Oncolytics and Celgene UK & Ireland are providing their respective products for MUK eleven: Oncolytics is providing REOLYSIN and Celgene UK & Ireland is providing Imnovid and Revlimid.

Combinations with Immunotherapy
In support of the adaptive immunity component of the MOA, the Company is currently running its first study in combination with an emerging class of immuno-oncology agents known as checkpoint inhibitors. REO 024 is an open-label phase 1b trial to determine the safety and dose-limiting toxicity of REOLYSIN in combination with pembrolizumab (KEYTRUDA) and chemotherapy in patients with histologically confirmed, advanced or metastatic pancreatic adenocarcinoma who have failed, or did not tolerate, first-line treatment. The goal of this study is to establish the safety profile of the REOLYSIN/KEYTRUDA combination and to determine how a checkpoint inhibitor could improve the immune system’s ability to recognize cancer cells through the stimulation of the adaptive immune response in patients caused by REOLYSIN. The Company expects to report on the safety data from REO 024 in 2017 and looks to expand its clinical collaborations using other checkpoint inhibitor agents and investigating different indications, dose levels and efficacy.

"While our near-term focus will be on chemotherapy combinations, our longer-term goal is to establish REOLYSIN as the backbone of an immuno-oncology regimen in combination with other agents, including checkpoint inhibitors and other immunomodulatory drugs," said Dr.

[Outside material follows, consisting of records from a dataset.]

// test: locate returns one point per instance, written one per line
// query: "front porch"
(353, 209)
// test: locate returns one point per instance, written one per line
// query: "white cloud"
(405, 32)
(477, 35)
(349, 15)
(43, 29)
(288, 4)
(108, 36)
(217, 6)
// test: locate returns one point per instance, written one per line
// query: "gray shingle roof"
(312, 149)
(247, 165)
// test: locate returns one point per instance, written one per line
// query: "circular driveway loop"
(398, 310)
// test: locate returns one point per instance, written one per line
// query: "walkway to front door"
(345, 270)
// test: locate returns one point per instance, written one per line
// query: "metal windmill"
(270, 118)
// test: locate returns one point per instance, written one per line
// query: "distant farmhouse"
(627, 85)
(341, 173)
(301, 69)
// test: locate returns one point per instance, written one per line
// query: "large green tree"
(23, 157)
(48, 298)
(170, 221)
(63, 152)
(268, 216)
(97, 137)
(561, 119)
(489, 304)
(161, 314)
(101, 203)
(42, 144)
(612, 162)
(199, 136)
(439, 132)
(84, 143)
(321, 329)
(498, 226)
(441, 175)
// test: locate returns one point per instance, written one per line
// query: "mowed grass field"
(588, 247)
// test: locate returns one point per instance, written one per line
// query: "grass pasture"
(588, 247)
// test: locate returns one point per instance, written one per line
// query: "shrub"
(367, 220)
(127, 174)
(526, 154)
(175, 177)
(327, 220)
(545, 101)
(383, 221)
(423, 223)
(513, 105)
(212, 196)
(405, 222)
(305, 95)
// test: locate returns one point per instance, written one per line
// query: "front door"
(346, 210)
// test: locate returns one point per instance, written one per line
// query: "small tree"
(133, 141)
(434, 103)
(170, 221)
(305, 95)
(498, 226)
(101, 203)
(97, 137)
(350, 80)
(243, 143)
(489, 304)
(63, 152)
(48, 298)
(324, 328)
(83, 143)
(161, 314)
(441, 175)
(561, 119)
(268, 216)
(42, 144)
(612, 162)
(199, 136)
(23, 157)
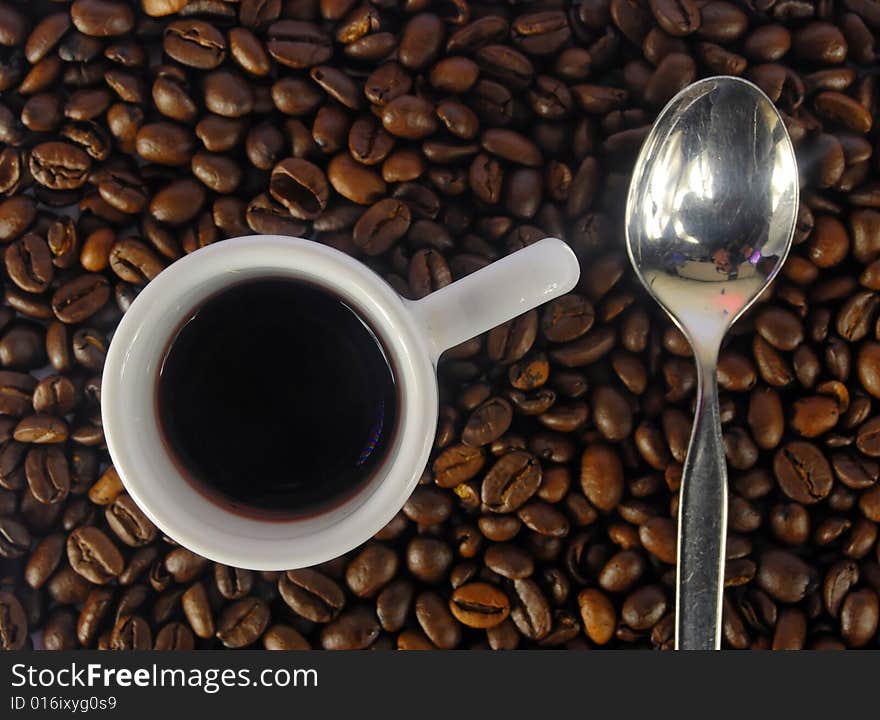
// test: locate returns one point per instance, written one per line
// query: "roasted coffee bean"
(93, 555)
(13, 623)
(40, 429)
(803, 472)
(129, 523)
(479, 605)
(195, 43)
(29, 263)
(174, 636)
(80, 298)
(48, 474)
(784, 576)
(355, 629)
(233, 583)
(354, 181)
(197, 609)
(243, 622)
(373, 567)
(59, 165)
(488, 422)
(428, 559)
(284, 637)
(311, 594)
(298, 44)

Andres Gutierrez, Chief Medical Officer of Oncolytics. "The combinations with emerging immunotherapies could be transformative when taking into account REOLYSIN’s continuing positive safety profile in ongoing studies."

In summary, in 2017 Oncolytics expects to make progress against a number of milestones including:

· Discussions with regulators focused on obtaining scientific advice on the best registration path in metastatic breast cancer;
· Announcing a detailed registration study in metastatic breast cancer;
· Reporting safety data from the phase 1b REO 024 pancreatic cancer study evaluating REOLYSIN in combination with pembrolizumab (KEYTRUDA); and
· Expanding clinical collaborations with large pharma in an effort to support further development around the innate and adaptive immunity components of REOLYSIN’s MOA.